Not reliably. All the different DBs have subtle misbehaviours and mismatches with the tools.

> Performance is actually good and consistent.

Lol no. Indexed joins and unindexed joins look exactly the same but have vastly different performance characteristics. And even if you have a query that currently performs well, you never know when or why the query planner will change its mind.

> Your data is also consistent and respects acid principles.

Only because you drop data on the floor if it's inconsistent, which is rarely a good enough solution in the real world. E.g. someone tries to add a customer but the city has been deleted in the meantime -> they get an error, and the system throws away everything they input about the new customer. You end up having to implement your own dead letter queues etc. and do all the work you would with a NoSQL datastore.

> With proper cashing SQL is as performant when done right and the profiling tools are better.

Caching makes your performance even more arbitrary and incomprehensible - it works great right until it doesn't. Profiling is great but it's a poor substitute for being able to reason about what the performance of your queries will be.

> Screw no-SQL. They are just Object Oriented DBs (which were a disaster in the 90s) in new clothes.

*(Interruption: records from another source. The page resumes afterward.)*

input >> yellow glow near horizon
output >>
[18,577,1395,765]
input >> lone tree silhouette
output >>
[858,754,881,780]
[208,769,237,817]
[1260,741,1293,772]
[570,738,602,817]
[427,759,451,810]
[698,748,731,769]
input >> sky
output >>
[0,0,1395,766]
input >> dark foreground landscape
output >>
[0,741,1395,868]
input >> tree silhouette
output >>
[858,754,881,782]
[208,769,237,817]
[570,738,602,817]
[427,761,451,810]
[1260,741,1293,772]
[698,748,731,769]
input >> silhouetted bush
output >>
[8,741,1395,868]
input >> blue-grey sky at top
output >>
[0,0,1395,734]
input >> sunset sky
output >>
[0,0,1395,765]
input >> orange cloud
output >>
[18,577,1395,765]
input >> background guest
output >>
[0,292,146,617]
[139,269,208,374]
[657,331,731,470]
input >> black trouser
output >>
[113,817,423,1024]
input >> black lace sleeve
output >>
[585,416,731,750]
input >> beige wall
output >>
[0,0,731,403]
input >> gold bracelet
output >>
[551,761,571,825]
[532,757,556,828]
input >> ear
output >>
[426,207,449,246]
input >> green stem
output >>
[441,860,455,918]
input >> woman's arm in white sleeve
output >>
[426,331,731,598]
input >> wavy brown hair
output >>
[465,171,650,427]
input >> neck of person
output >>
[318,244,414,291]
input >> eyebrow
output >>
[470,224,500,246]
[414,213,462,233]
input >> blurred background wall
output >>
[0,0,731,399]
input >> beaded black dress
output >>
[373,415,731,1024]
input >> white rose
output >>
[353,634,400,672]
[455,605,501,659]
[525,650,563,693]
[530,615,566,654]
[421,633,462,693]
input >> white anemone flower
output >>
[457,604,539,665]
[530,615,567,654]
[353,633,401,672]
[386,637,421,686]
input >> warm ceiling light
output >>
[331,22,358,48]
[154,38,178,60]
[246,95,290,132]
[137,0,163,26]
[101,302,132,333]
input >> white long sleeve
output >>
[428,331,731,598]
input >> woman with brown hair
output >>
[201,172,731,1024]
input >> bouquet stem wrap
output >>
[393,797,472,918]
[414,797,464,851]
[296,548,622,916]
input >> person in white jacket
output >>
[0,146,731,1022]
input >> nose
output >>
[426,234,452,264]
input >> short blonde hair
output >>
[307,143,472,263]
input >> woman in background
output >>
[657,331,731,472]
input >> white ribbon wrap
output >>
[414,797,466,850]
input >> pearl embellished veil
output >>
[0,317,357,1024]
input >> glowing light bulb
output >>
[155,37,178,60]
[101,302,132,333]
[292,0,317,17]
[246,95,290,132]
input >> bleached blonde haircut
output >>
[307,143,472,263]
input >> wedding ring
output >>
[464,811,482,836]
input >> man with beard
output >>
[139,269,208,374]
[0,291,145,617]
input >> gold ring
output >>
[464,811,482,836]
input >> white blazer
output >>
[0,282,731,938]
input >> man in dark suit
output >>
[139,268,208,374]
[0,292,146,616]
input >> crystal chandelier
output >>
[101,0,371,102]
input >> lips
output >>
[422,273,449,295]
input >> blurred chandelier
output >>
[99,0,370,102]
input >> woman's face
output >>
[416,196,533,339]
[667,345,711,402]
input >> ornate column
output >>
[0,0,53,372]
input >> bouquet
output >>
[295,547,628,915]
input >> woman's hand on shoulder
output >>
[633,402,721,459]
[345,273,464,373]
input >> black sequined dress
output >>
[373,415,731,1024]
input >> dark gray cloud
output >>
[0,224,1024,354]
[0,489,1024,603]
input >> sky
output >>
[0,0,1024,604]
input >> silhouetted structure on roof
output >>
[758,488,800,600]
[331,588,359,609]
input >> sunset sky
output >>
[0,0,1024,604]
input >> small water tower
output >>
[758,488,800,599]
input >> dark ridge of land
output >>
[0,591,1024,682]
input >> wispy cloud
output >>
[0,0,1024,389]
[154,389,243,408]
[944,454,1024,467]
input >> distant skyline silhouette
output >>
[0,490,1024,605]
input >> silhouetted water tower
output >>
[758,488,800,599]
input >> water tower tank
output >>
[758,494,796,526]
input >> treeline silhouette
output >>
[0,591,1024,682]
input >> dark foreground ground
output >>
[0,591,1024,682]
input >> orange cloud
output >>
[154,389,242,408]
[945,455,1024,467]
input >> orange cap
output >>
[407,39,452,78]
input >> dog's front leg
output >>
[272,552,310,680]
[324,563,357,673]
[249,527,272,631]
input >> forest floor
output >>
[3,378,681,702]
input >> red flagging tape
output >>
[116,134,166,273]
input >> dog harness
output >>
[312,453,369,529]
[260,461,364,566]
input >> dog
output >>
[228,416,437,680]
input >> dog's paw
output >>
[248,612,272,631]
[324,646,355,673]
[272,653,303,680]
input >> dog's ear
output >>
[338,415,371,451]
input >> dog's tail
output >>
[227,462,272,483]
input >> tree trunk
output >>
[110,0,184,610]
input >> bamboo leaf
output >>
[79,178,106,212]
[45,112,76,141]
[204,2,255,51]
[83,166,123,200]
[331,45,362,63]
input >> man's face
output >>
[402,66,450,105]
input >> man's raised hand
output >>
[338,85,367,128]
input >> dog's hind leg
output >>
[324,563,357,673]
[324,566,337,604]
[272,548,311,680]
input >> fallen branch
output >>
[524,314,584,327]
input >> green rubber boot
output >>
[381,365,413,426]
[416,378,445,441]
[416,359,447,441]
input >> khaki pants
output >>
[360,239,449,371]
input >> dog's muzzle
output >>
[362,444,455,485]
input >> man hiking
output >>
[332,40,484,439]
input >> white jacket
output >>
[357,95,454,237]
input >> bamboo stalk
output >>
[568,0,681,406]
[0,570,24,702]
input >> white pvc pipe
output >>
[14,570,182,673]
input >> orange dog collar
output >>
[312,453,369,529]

On the contrary - the problems with SQL databases are much the same as the problems with object databases.



If you're throwing everything the customer have input then you have a poor written application.

Not inserting bad data is much better than trying to make sense of inconsistent data because you don't know what is true or not.


Validating consumer input is good. Throwing it on the floor when it fails validation is bad. You want to separate "accept the consumer's input" from "validate it", which is something that's very hard to do in RDBMSes.


> Only because you drop data on the floor if it's inconsistent, which is rarely a good enough solution in the real world. E.g. someone tries to add a customer but the city has been deleted in the meantime -> they get an error, and the system throws away everything they input about the new customer. You end up having to implement your own dead letter queues etc. and do all the work you would with a NoSQL datastore.

What. Who's letting people delete random shit out of the DB? Why is the origin of this data not validating against the actual data from the DB before sending data?

"Hey we have to ensure that customers are selecting valid cities.

We have a list of cities in the DB. Let's ensure we cache the cities in the api server so that we're not hitting the DB for every page load for data that will very rarely, if ever, change.

Especially since we revoked Dave's DELETE permissions after that last time he deleted stuff from a production database."


> Why is the origin of this data not validating against the actual data from the DB before sending data?

It's on the client side, so it can't hold an open transaction with the server. It can validate against a previous version of the list of cities, but there's always the possibility of a delete happening in parallel.

(And if your answer is to use a delete flag rather than actually deleting a row, then you're undermining the referential integrity constraints that were supposed to be the whole point of using a relational database)


>It can validate against a previous version of the list of cities, but there's always the possibility of a delete happening in parallel.

If a "city" is a) required attribute of an entity and b) required to exist as an entity itself, then deleting a city would require deleting all other entities that refer to that city.

If city is a nullable attribute, then your validation issue you raised earlier is voided - an invalid "city" can just be replaced with null.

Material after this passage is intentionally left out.